Mis à jour le par Pierre Lemarchand
Teuta souffle dans sa clarinette une fois par semaine, au Conservatoire de Bourg-en-Bresse.
Teuta souffle dans sa clarinette une fois par semaine, au Conservatoire de Bourg-en-Bresse. ©JM Rayapen/SPF

A la fédération du Secours populaire de l’Ain, l’accès à la culture est une priorité. Parce qu’elle change la vie, les bénévoles imaginent de nombreuses actions qui permettent aux familles accompagnées par l’association d’y accéder. Ainsi, Teuta et ses deux enfants se rendent chaque semaine au Conservatoire afin de pratiquer la musique. Reportage.

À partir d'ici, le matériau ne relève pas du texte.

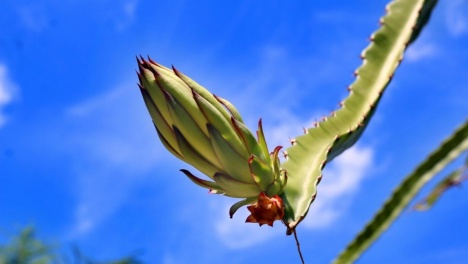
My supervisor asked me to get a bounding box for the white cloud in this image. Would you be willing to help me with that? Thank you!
[65,85,168,238]
[302,146,373,229]
[0,64,17,127]
[445,0,468,36]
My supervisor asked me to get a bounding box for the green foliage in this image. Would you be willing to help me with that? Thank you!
[335,122,468,263]
[281,0,436,234]
[0,227,142,264]
[414,157,468,211]
[0,227,56,264]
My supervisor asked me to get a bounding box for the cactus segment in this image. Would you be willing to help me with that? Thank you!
[174,126,218,179]
[229,197,257,218]
[214,173,260,198]
[334,121,468,264]
[281,0,434,234]
[414,156,468,211]
[207,124,252,183]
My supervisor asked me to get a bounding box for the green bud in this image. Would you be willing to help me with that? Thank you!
[137,58,287,223]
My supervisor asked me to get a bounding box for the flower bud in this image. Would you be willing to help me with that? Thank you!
[137,58,287,225]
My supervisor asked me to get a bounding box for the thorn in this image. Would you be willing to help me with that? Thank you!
[312,174,323,185]
[289,138,296,146]
[171,65,180,77]
[146,55,158,65]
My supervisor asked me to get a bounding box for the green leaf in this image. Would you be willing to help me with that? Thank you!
[334,121,468,263]
[281,0,433,234]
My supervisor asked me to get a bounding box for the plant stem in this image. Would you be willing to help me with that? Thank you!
[293,228,305,264]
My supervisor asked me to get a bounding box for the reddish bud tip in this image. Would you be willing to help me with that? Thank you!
[245,192,284,226]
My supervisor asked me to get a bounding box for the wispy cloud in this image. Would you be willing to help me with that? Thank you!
[0,63,17,127]
[66,86,168,237]
[445,0,468,36]
[302,146,373,229]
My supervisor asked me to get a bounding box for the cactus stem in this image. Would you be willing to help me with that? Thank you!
[289,138,296,146]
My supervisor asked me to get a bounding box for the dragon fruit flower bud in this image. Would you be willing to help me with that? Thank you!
[137,58,287,225]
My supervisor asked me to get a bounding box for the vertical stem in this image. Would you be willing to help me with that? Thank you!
[293,228,305,264]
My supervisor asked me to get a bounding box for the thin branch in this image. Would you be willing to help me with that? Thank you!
[293,228,305,264]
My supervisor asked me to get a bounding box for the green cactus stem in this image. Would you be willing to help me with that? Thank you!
[281,0,436,234]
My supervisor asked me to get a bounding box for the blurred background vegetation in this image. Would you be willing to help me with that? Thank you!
[0,226,143,264]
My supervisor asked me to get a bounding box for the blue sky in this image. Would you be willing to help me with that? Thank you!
[0,0,468,264]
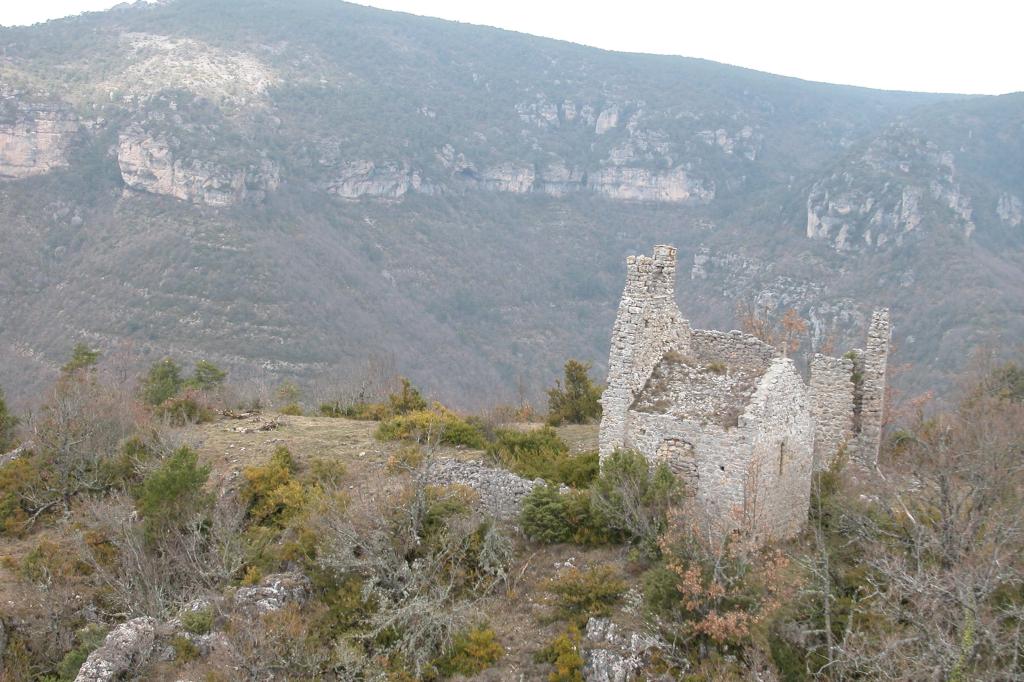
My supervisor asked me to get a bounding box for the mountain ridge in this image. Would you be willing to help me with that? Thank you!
[0,0,1024,403]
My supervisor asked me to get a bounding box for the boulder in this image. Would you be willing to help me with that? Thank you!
[75,616,156,682]
[234,572,312,613]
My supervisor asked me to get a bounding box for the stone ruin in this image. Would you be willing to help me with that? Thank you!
[599,246,890,541]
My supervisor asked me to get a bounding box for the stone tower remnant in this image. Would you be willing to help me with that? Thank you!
[598,246,890,541]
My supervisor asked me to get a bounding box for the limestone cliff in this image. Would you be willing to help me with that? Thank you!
[0,88,81,178]
[807,124,978,251]
[117,129,279,208]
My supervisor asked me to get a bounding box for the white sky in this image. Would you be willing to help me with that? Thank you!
[0,0,1024,94]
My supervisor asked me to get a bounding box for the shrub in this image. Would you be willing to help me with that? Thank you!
[387,443,423,473]
[136,446,211,543]
[519,484,623,545]
[0,388,19,455]
[179,606,213,635]
[376,406,486,449]
[548,566,626,626]
[519,484,572,545]
[142,357,184,407]
[435,626,505,677]
[548,359,601,426]
[60,343,99,374]
[591,451,679,555]
[387,377,427,415]
[242,445,307,527]
[171,635,200,664]
[56,625,106,682]
[186,360,227,391]
[537,627,583,682]
[0,457,38,537]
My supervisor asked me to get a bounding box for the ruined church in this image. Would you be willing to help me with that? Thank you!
[599,246,890,541]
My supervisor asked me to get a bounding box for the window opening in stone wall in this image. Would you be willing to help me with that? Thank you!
[656,438,698,495]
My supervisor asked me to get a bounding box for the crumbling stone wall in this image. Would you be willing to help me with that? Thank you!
[851,308,892,468]
[599,246,890,539]
[625,410,754,534]
[427,459,544,519]
[598,246,690,460]
[625,358,814,539]
[810,353,854,469]
[690,329,780,372]
[740,357,814,540]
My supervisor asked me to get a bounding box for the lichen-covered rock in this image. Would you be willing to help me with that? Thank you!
[583,617,657,682]
[234,572,312,613]
[75,616,156,682]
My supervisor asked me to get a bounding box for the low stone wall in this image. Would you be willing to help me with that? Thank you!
[427,459,544,519]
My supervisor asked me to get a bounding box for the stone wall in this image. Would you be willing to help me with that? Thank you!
[690,329,780,372]
[598,246,690,459]
[625,358,814,539]
[810,353,854,469]
[427,459,544,519]
[626,411,755,535]
[739,357,814,540]
[851,308,892,468]
[0,98,81,178]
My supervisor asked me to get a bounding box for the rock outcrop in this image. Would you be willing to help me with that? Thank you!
[583,617,658,682]
[0,90,81,178]
[587,166,715,204]
[234,572,312,613]
[118,129,280,208]
[806,124,974,252]
[75,617,156,682]
[327,160,431,199]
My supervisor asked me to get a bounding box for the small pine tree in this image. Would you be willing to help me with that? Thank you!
[548,359,601,426]
[187,360,227,391]
[60,343,100,374]
[137,445,210,543]
[519,485,572,545]
[0,388,19,448]
[142,357,184,406]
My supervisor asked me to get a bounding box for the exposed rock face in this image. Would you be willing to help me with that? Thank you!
[995,193,1024,227]
[118,130,280,208]
[328,160,427,199]
[587,166,715,204]
[234,572,311,613]
[112,33,278,103]
[538,161,587,197]
[479,162,537,195]
[594,106,618,135]
[807,125,974,251]
[75,617,156,682]
[0,90,81,178]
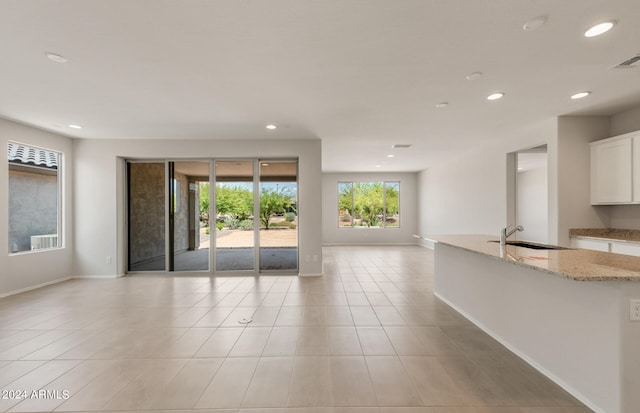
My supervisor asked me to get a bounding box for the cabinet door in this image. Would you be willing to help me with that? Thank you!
[611,242,640,257]
[591,137,633,204]
[571,238,609,252]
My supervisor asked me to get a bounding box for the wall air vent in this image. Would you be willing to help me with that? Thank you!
[613,54,640,69]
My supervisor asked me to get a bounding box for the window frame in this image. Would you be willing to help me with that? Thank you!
[5,140,65,256]
[337,180,402,229]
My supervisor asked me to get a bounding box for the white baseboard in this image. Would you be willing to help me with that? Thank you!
[0,277,73,298]
[433,292,607,413]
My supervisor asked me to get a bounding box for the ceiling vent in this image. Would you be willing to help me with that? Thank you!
[613,54,640,69]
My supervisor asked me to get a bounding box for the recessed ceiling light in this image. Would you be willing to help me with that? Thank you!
[584,21,616,37]
[467,72,482,80]
[45,52,69,63]
[522,16,547,32]
[487,92,504,100]
[571,92,591,99]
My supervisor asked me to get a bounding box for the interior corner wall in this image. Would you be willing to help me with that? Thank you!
[73,139,322,277]
[556,116,610,246]
[418,118,557,238]
[322,173,418,245]
[0,119,74,296]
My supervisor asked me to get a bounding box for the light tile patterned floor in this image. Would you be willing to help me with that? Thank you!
[0,246,590,413]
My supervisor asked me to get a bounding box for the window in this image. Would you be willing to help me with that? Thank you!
[338,182,400,228]
[7,142,62,253]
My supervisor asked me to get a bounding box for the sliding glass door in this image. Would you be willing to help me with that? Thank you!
[127,159,298,274]
[214,161,256,272]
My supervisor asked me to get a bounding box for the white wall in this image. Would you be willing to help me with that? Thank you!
[418,116,610,246]
[322,173,417,245]
[608,106,640,229]
[435,244,640,413]
[74,139,322,276]
[0,119,74,296]
[418,118,557,243]
[516,158,549,243]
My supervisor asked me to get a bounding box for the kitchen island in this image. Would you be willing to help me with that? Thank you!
[424,235,640,413]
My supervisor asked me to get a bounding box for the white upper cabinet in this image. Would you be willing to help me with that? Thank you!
[591,132,640,205]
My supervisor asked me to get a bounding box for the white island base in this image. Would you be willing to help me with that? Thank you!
[435,242,640,413]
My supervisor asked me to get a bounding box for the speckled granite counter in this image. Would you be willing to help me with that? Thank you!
[424,235,640,281]
[569,228,640,244]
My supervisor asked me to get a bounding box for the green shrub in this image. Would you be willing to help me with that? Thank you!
[270,221,296,229]
[224,218,240,229]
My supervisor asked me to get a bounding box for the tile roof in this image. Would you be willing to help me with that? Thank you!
[8,142,58,169]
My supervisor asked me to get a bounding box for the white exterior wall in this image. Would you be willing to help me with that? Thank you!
[0,119,74,296]
[322,173,418,245]
[73,139,322,277]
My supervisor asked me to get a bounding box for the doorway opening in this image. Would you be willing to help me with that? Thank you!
[513,145,549,243]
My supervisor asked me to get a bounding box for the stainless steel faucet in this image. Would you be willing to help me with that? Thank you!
[500,225,524,245]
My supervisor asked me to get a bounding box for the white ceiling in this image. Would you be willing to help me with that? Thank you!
[0,0,640,172]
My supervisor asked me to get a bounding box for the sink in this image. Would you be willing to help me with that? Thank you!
[489,241,571,250]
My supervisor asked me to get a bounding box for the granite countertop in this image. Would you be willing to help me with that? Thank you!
[421,235,640,281]
[569,228,640,243]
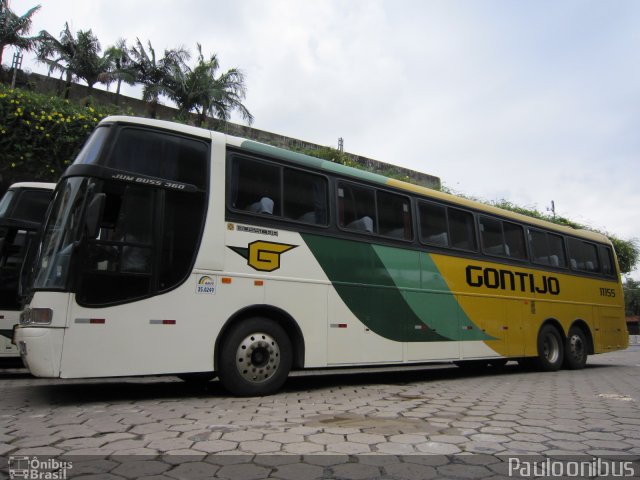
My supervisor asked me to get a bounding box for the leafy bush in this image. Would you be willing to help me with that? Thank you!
[0,84,125,187]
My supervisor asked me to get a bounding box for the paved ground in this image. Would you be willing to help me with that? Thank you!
[0,346,640,480]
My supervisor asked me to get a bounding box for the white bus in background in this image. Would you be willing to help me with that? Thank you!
[0,182,55,358]
[15,117,628,395]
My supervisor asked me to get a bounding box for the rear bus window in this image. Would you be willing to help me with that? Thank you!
[569,238,600,273]
[229,157,329,225]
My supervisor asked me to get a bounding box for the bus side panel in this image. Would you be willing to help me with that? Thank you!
[327,286,404,365]
[264,280,330,368]
[594,307,629,353]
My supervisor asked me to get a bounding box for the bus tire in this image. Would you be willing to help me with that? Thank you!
[536,324,564,372]
[218,317,293,396]
[564,327,588,370]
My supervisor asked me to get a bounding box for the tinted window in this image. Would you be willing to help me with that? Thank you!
[376,190,413,240]
[529,229,566,268]
[231,158,282,216]
[229,157,329,225]
[480,217,506,255]
[480,217,527,260]
[418,202,449,247]
[0,190,16,217]
[598,245,616,275]
[418,202,476,251]
[502,222,527,260]
[447,208,478,251]
[547,233,567,268]
[283,168,328,225]
[11,190,53,223]
[105,127,209,189]
[569,238,600,273]
[338,182,378,233]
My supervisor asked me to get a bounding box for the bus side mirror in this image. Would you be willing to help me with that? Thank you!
[84,193,107,238]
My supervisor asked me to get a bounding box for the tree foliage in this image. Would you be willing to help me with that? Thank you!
[0,84,127,186]
[0,0,40,64]
[166,44,253,126]
[37,23,113,98]
[622,278,640,317]
[129,38,190,118]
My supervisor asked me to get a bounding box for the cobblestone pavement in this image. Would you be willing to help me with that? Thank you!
[0,346,640,480]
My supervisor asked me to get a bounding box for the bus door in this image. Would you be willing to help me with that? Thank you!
[61,181,205,377]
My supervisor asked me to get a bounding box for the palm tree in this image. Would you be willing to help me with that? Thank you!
[167,44,253,126]
[130,38,189,118]
[37,23,112,98]
[0,0,40,65]
[99,38,136,105]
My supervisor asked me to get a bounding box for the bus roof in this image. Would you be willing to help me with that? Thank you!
[100,116,611,244]
[9,182,56,190]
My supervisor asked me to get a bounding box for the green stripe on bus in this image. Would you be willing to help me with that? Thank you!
[373,245,493,340]
[240,140,389,185]
[302,234,492,342]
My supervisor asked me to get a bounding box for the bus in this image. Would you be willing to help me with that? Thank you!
[0,182,55,359]
[15,116,628,395]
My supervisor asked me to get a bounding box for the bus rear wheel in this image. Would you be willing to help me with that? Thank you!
[218,317,293,396]
[536,325,564,372]
[564,327,588,370]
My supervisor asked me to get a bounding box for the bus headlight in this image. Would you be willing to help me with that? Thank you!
[20,308,53,325]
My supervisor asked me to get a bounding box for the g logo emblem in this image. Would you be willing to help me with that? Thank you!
[247,240,295,272]
[229,240,297,272]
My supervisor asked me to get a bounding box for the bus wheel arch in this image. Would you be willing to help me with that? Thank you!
[564,320,593,370]
[535,319,566,372]
[214,305,305,371]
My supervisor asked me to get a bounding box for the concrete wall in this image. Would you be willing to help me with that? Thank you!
[2,71,440,188]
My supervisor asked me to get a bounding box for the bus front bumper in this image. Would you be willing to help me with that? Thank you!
[14,326,64,377]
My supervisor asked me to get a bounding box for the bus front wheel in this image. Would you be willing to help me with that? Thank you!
[218,317,293,396]
[564,327,588,370]
[536,325,564,372]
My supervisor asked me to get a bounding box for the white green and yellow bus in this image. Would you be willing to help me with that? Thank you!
[15,117,628,395]
[0,182,55,358]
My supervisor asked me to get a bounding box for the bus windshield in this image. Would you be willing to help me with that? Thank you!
[34,177,89,289]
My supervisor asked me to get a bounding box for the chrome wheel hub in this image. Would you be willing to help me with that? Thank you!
[236,333,280,383]
[569,335,584,360]
[542,335,560,363]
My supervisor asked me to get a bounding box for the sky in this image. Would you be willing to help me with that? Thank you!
[4,0,640,280]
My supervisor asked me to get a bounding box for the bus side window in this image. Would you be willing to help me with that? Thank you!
[598,245,615,275]
[231,158,282,216]
[447,207,478,252]
[338,182,377,233]
[377,190,413,240]
[480,217,509,256]
[502,222,527,260]
[418,202,449,247]
[283,168,328,225]
[569,238,600,273]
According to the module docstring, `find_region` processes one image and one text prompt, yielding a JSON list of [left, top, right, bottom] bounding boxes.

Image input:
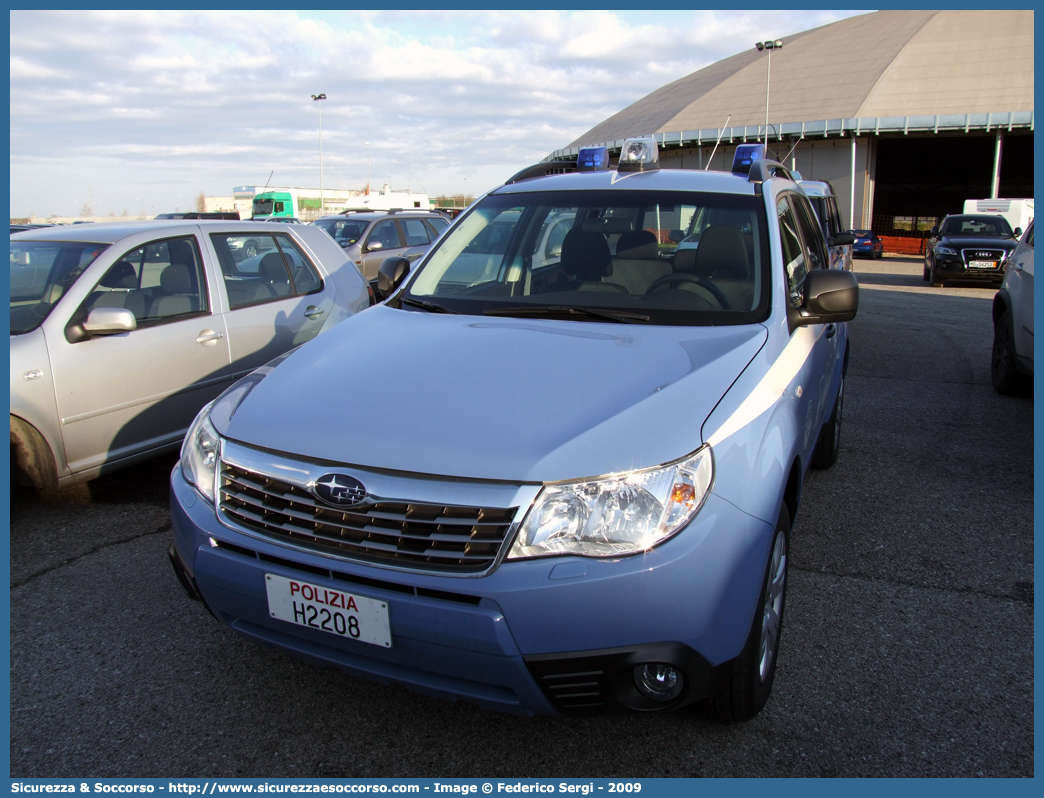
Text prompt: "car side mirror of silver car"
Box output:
[[791, 268, 859, 327], [377, 256, 409, 299], [84, 307, 138, 335]]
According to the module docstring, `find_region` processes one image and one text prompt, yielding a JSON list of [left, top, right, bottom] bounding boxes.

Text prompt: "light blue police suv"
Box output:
[[170, 138, 858, 720]]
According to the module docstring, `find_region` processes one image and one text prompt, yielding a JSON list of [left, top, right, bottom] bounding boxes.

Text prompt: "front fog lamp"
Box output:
[[635, 662, 685, 701], [507, 446, 714, 560], [182, 402, 220, 503]]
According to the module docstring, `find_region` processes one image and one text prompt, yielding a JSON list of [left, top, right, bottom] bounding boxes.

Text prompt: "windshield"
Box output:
[[312, 219, 370, 244], [403, 190, 768, 325], [942, 216, 1012, 238], [10, 239, 109, 335]]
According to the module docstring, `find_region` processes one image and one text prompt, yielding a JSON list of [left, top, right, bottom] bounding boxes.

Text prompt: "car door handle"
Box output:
[[196, 330, 224, 347]]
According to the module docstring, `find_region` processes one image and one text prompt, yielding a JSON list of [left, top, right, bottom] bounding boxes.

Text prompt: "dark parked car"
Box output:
[[924, 213, 1022, 286], [852, 230, 884, 258]]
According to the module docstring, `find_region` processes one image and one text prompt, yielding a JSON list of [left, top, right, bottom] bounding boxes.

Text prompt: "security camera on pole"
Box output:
[[754, 39, 783, 146], [312, 94, 326, 216]]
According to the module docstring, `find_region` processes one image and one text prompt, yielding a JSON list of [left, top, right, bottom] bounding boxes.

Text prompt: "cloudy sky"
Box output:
[[10, 10, 856, 216]]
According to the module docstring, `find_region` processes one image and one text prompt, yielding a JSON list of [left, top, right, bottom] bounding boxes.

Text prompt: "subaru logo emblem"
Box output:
[[314, 474, 366, 507]]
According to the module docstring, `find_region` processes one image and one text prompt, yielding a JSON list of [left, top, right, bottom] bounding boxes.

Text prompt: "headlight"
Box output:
[[507, 445, 714, 560], [182, 402, 220, 504]]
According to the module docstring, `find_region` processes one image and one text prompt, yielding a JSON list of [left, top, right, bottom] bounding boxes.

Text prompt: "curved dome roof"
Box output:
[[569, 10, 1034, 146]]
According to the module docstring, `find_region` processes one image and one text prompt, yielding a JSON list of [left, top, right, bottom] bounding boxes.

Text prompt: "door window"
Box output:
[[793, 194, 830, 268], [367, 219, 400, 250], [210, 233, 323, 309], [776, 194, 808, 307], [426, 216, 450, 239], [398, 219, 431, 247], [83, 236, 210, 327]]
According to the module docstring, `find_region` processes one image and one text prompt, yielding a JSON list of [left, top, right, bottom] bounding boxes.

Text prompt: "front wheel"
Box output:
[[928, 261, 943, 288], [711, 504, 790, 721], [990, 311, 1029, 396]]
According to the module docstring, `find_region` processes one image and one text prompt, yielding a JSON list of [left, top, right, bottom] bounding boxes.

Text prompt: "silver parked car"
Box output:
[[312, 210, 450, 282], [990, 221, 1034, 395], [10, 220, 370, 490]]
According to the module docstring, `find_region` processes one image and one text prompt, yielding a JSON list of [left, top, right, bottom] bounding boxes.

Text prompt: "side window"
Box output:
[[402, 219, 431, 247], [366, 219, 399, 250], [776, 194, 808, 307], [426, 216, 450, 239], [276, 235, 323, 296], [210, 233, 323, 310], [793, 195, 830, 268], [827, 196, 845, 236], [77, 236, 210, 327]]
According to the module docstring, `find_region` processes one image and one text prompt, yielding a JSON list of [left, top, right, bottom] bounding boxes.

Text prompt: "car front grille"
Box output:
[[960, 247, 1005, 272], [220, 462, 517, 573]]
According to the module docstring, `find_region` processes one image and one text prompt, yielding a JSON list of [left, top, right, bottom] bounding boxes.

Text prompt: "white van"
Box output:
[[965, 197, 1034, 232]]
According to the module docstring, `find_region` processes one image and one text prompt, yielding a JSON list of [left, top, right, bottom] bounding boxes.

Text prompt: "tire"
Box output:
[[711, 504, 790, 721], [990, 310, 1029, 396], [809, 375, 845, 469], [928, 261, 943, 288]]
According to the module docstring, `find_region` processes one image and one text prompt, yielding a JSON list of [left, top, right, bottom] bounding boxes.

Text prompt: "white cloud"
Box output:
[[10, 10, 868, 214]]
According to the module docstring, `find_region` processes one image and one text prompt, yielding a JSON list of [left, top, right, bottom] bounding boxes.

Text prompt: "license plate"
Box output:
[[264, 573, 392, 649]]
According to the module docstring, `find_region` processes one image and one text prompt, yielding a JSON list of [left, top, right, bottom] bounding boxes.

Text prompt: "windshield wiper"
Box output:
[[482, 305, 649, 322], [399, 297, 460, 315]]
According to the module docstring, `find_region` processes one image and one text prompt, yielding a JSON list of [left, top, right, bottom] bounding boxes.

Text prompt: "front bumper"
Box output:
[[171, 466, 772, 714], [935, 257, 1004, 283]]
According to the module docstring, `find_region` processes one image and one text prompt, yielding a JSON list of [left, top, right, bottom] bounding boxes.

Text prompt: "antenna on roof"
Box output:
[[704, 114, 732, 171]]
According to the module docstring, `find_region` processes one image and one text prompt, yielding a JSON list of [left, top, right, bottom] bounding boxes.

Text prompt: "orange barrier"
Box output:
[[880, 235, 927, 255]]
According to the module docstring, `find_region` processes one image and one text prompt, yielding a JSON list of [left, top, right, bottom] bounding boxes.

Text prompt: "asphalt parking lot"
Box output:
[[10, 258, 1034, 777]]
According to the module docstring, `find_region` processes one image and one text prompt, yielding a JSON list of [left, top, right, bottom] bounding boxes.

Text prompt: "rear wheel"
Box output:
[[990, 311, 1029, 396], [811, 376, 845, 469], [711, 504, 790, 721]]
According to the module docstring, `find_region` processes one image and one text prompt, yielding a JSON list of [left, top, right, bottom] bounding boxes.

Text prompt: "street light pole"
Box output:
[[754, 39, 783, 146], [312, 94, 326, 216]]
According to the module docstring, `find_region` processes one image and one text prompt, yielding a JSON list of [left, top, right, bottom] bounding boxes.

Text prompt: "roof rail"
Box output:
[[746, 160, 798, 183], [504, 158, 576, 186]]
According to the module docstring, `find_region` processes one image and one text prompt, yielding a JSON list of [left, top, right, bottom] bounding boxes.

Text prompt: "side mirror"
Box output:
[[377, 256, 409, 299], [84, 307, 138, 335], [793, 269, 859, 327]]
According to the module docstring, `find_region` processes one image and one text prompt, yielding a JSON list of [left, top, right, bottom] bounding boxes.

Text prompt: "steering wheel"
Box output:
[[643, 272, 730, 310]]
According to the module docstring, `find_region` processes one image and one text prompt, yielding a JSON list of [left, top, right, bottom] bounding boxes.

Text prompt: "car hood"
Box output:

Teuta se tâte : robe rouge ou pantalon noir ? Elle se décide pour la robe mais quand elle réapparaît, quelques minutes plus tard, c’est finalement sur le pantalon, rehaussé d’un chemisier couleur avocat, que son choix s’est porté. Elle s’est « faite belle », comme chaque mercredi, pour aller au Conservatoire de musique de Bourg-en-Bresse. « C’est un moment à part, un moment à moi », assure-t-elle. Les deux plus jeunes de ses quatre enfants, avec qui elle partage ce rendez-vous, se sont eux aussi mis sur leur trente-et-un. Sindrit, 11 ans, revêt une chemise beige impeccable et a soigneusement peigné ses cheveux. Le visage de Krisilda, 14 ans, est délicatement maquillé ; le brillant de ses créoles et des boutons de sa marinière accroche la lumière. Tous trois sortent du deux-pièces familial, sourire aux lèvres, yeux levés vers le bleu du ciel. « Quand je vais le mercredi à la musique, j’oublie… tout. Mes problèmes de papiers, les difficultés de la vie », confie Teuta. « J’ai inscrit mes enfants au Conservatoire quand le Secours populaire me l’a proposé car je les pousse toujours à découvrir. Il faut être curieux car le monde est grand. »

« J’aime aller au Conservatoire car je suis avec mes enfants. »

« Maman n’avait pas compris que c’était familial, s’amuse Krisilda. Ou elle n’avait pas voulu comprendre ! Elle nous a amenés avec mon frère à la première séance et elle commençait à repartir quand le professeur lui a dit de rester. » En effet, le dispositif « La Fabrik’à sons » du Conservatoire, pour lequel le Secours populaire offre l’inscription à des familles accompagnées, est intergénérationnel. Il permet à des novices, comme Teuta et ses enfants, de découvrir la musique en collectif, en pratiquant d’emblée l’instrument de leur choix. En l’occurrence : la trompette pour Krisilda et Sindrit ; la clarinette pour Teuta. « Ça crée des liens entre les familles et au sein de la famille, analyse Carole Vilain, secrétaire générale de la fédération de l’Ain du Secours populaire. Ca permet à des personnes qui n’ont jamais joué, ne connaissent pas le solfège, n’ont pas d’instrument à la maison, de faire de la musique avec d’autres personnes. » Teuta et ses enfants comptent parmi la dizaine de familles que le Secours populaire, depuis qu’il a initié un partenariat avec le Conservatoire il y a trois ans, accompagne dans cet apprentissage ludique de la musique. 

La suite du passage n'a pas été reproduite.